Risultati principali
- L'eGFR, cioè la capacità di filtrazione dei reni, è diminuita meno nel gruppo che ha ricevuto LCZ696 rispetto a quello con valsartan (-1,5 contro -5,2 ml/min per 1,73 m²), indicando una minore perdita di funzione renale.
- Il peggioramento della funzione renale, definito come un aumento significativo della creatinina nel sangue, è stato meno frequente nel gruppo LCZ696 (12%) rispetto al gruppo valsartan (18%), anche se questa differenza non è risultata statisticamente significativa.

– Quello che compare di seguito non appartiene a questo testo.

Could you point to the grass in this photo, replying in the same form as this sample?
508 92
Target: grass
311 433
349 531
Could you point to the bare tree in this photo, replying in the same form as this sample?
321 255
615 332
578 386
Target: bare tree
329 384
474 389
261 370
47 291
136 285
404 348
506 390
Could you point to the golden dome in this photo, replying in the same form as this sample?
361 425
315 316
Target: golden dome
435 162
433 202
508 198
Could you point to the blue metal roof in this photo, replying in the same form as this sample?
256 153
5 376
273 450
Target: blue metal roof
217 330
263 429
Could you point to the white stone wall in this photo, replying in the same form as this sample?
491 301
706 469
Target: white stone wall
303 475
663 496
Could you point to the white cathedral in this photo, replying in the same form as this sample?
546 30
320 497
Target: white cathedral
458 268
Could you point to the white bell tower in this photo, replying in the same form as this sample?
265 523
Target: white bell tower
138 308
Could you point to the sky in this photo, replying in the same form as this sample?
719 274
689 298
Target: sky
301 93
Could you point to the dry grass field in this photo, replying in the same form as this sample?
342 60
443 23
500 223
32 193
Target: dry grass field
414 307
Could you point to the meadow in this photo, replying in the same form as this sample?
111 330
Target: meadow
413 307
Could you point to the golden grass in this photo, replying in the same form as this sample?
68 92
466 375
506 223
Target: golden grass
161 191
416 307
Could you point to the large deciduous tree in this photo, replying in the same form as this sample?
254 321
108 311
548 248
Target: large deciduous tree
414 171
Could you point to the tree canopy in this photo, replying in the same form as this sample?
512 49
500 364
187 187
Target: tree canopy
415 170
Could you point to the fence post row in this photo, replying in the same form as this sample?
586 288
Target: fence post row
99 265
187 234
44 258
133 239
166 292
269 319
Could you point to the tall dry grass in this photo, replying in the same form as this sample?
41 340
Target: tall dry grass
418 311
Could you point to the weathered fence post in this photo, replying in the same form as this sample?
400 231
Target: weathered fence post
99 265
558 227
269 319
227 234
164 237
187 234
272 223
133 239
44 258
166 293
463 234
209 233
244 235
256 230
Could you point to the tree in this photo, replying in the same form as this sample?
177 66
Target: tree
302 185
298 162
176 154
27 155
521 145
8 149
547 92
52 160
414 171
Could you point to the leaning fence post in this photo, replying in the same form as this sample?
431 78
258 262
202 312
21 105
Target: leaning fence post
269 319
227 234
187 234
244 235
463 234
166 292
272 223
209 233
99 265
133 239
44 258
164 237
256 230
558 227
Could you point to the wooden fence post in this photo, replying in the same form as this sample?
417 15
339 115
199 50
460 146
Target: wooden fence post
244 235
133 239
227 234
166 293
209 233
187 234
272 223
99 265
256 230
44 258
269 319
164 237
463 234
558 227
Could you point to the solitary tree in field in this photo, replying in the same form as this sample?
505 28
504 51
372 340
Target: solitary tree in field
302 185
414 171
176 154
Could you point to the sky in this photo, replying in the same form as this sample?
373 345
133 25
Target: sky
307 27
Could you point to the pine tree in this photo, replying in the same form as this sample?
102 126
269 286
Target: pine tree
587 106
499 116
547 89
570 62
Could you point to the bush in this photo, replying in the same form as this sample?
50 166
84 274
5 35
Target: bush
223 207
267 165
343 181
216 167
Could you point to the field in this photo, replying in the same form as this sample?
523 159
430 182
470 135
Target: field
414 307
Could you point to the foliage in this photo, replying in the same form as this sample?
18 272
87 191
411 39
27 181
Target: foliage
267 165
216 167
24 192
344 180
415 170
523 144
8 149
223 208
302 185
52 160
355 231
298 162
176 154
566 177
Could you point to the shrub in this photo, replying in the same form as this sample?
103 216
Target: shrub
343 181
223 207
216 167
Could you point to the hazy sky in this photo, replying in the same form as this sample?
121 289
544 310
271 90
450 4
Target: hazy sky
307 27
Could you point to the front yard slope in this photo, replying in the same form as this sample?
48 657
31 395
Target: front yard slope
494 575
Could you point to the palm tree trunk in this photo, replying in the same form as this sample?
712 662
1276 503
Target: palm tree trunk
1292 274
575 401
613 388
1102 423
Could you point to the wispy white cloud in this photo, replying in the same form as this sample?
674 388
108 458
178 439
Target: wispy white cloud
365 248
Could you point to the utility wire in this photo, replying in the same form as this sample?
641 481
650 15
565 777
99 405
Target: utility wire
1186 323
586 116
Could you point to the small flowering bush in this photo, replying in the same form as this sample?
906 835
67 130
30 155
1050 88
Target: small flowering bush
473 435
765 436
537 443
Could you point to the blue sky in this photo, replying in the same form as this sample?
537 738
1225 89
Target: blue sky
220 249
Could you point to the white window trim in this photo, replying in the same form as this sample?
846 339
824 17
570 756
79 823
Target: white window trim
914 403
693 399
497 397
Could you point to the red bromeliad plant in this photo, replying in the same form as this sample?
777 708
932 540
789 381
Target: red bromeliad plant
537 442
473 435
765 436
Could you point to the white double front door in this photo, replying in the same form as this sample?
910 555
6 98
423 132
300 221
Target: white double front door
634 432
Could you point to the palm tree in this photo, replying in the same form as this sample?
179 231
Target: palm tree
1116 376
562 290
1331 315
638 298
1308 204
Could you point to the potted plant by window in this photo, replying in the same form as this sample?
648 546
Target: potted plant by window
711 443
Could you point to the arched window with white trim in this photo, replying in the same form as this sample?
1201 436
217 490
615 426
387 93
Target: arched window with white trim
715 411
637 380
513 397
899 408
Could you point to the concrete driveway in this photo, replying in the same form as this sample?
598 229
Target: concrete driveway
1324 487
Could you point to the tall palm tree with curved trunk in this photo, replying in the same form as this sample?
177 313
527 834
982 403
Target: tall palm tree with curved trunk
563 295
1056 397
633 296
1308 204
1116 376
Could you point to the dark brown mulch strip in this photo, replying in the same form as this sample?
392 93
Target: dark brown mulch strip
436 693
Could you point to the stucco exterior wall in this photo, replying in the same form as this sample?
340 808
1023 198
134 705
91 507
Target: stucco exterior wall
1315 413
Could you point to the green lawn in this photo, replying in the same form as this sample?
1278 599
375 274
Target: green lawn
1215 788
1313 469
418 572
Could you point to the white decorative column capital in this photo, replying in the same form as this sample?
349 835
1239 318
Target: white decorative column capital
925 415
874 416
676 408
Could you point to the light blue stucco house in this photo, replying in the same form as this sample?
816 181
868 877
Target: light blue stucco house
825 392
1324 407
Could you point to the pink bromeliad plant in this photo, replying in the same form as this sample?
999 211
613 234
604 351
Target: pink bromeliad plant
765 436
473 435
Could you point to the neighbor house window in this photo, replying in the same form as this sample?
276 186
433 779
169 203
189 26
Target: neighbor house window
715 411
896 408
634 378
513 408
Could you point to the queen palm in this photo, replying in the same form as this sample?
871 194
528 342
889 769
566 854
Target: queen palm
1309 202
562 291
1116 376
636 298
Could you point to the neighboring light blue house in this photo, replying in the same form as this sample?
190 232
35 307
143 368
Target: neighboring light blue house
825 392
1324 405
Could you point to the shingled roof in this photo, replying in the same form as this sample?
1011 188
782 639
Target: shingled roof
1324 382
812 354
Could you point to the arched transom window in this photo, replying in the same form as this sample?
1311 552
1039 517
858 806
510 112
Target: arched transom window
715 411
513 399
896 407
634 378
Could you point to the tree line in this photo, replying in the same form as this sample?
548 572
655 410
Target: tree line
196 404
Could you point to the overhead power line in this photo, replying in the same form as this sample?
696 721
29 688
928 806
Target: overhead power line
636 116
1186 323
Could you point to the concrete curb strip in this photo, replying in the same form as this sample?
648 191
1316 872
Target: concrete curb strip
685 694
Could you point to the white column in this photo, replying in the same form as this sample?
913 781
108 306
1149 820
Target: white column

- Il rapporto albumina/creatinina nelle urine (UACR) è aumentato nel gruppo LCZ696, mentre è rimasto stabile nel gruppo valsartan, suggerendo una maggiore presenza di proteine nelle urine con LCZ696.
Cosa significa tutto questo
In pratica, il farmaco LCZ696 sembra proteggere meglio i reni rispetto al valsartan, causando una riduzione più lieve della loro funzione nel tempo. Tuttavia, l'aumento delle proteine nelle urine con LCZ696 richiede attenzione e ulteriori studi per capire il suo significato clinico.
In conclusione
Lo studio ha mostrato che in pazienti con insufficienza cardiaca e frazione di eiezione preservata, il trattamento con LCZ696 porta a un calo più contenuto della funzione renale rispetto al valsartan. Questo risultato è importante per valutare la sicurezza e l'efficacia di questi farmaci nel lungo termine.